Nuclear Reactors 1263 - Kairos Power Is Receiving LIcenses From The NRC To Construct And Operate Their Hermes Molten Salt Reactor

Nuclear Reactors 1263 - Kairos Power Is Receiving LIcenses From The NRC To Construct And Operate Their Hermes Molten Salt Reactor

     The U.S. Nuclear Regulatory Commission (NRC) has just finished its Final Environmental Impact Statement (FEIS) on Kairos Power's application for a construction permit for the Hermes demonstration molten salt reactor at Oak Ridge, Tennessee. The NRC have recommended that the permit should be issued.
     Kairos submitted it permit application in two parts in September and October of 2021. The company began extensive pre-application engagement with the NRC in 2018. The NRC accepted Kairos’ Hermes construction permit application (CPA) for review in November of 2021.
     Last June, the NRC issued a Final Safety Evaluation Report (FSER) for the Kairos application. The NRC concluded that there were no safety aspects that would preclude issuing a construction permit for the Hermes reactor.
     The NRC weighed the facility’s environmental, economic, technical, and other benefits against environmental and other impacts. The NRC staff have now issued the FEIS, also recommending that the permit should be issued.
     Kairos said that “This is the final document from NRC staff to support the commission hearing planned later this year and marks the formal conclusion of the environmental review for the Hermes construction permit application.”
     The NRC staff will provide the FEIS and FSER to the NRC for the mandatory hearing phase of the project. The hearing is expected to take place later this year. After the hearing, the NRC will vote on whether to authorize the staff to issue the permit.
     Marty Bryan is the Kairos Site Licensing Manager. He said that “We are grateful to the NRC staff for their thorough review and comprehensive engagement with us and with local stakeholders.”
     Darrell Gardner is the Senior Licensing Director at Kairos. He said, “The FEIS follows extensive engagement between Kairos Power and the NRC beginning in 2018. It builds upon selecting and characterizing an appropriate site for Hermes, engaging with the local community, and continuously communicating with stakeholders. We applaud the staff's steady progress toward closing out the Hermes CPA review and look forward to completing the mandatory hearing later this year.”
     Kairos will have to submit a separate application for an operating license. It will have to receive approval from the NRC before operating the Hermes reactor.

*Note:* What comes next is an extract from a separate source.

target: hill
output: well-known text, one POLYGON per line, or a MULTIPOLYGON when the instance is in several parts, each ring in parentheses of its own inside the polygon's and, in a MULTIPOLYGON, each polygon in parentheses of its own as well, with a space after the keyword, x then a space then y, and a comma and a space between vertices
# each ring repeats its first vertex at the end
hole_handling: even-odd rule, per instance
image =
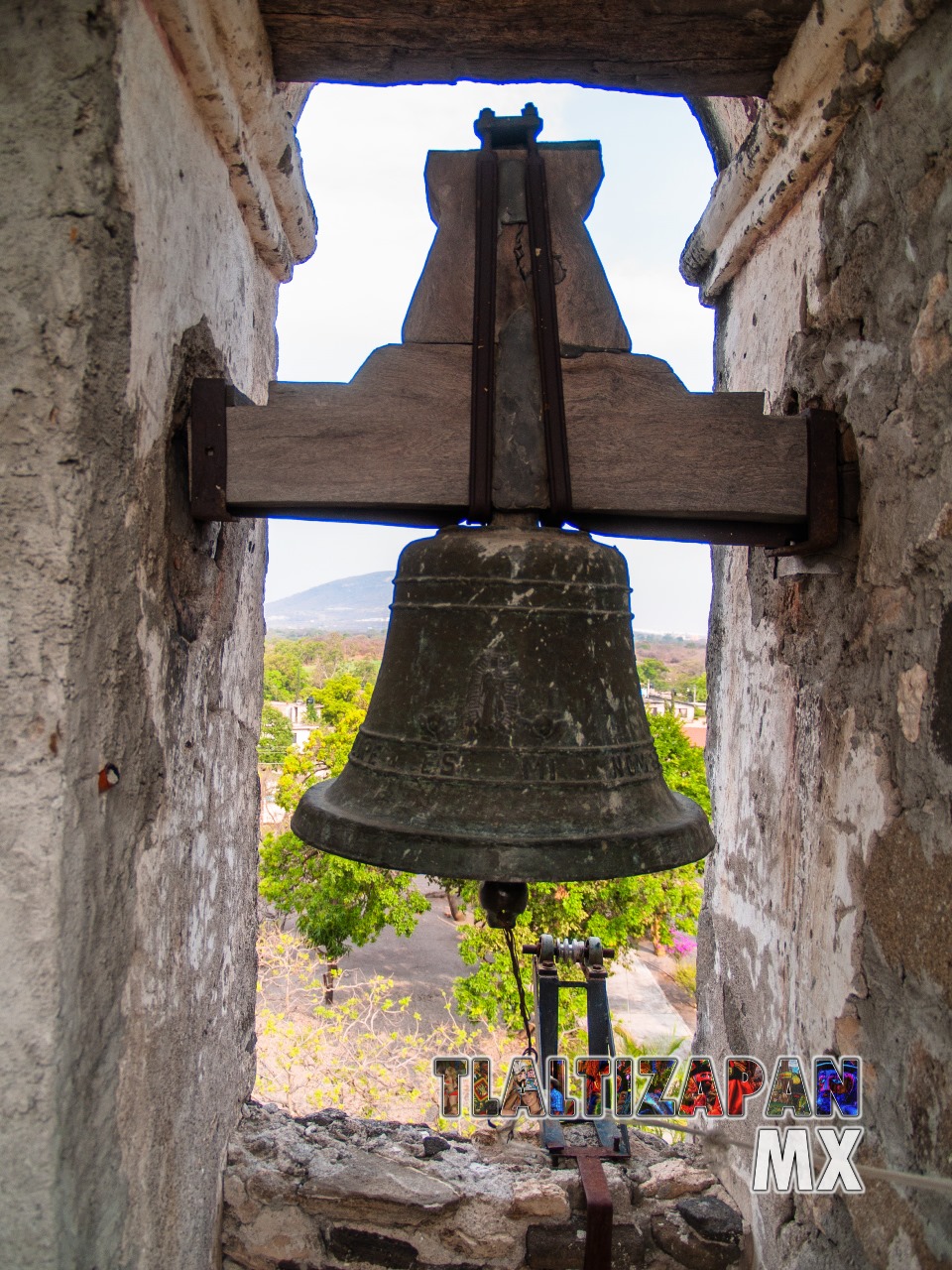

      Hermes is a thirty-five-megawatt thermal non-power version of the company’s fluoride salt-cooled high temperature reactor called the KP-FHR. It uses TRI-structural ISOtropic (TRISO) fuel pebbles with a low-pressure fluoride salt coolant. The demonstration Hermes reactor has been selected by the U.S. Department of Energy to receive six hundred and twenty-nine million dollars in cost-shared risk reduction funding over several years under the Advanced Reactor Demonstration Program. It is intended to provide operational data to support the development of a larger version for commercial deployment.
     A site in the East Tennessee Technology Park in Oak Ridge has been selected for the demonstration reactor. The TRISO fuel pebbles will be produced at the Los Alamos National Laboratory's Low Enriched Fuel Fabrication Facility under an agreement announced in late 2022. Kairos has also commissioned a plant to produce a high-purity fluoride salt-coolant known as Flibe in partnership with the Materion Corporation.
     Last month, Kairos submitted an application to the NRC for permission to construct the Hermes 2 plant next to the Hermes reactor at Oak Ridge. The Hermes 2 plant will consist of two thirty-five megawatt thermal reactors. Each of these reactors will be the same size as the original test reactor and they will share a power generation system. The Hermes 2 plant will generate and sell electricity. The NRC is currently assessing that application to determine if it is acceptable and complete enough to start the formal technical review process.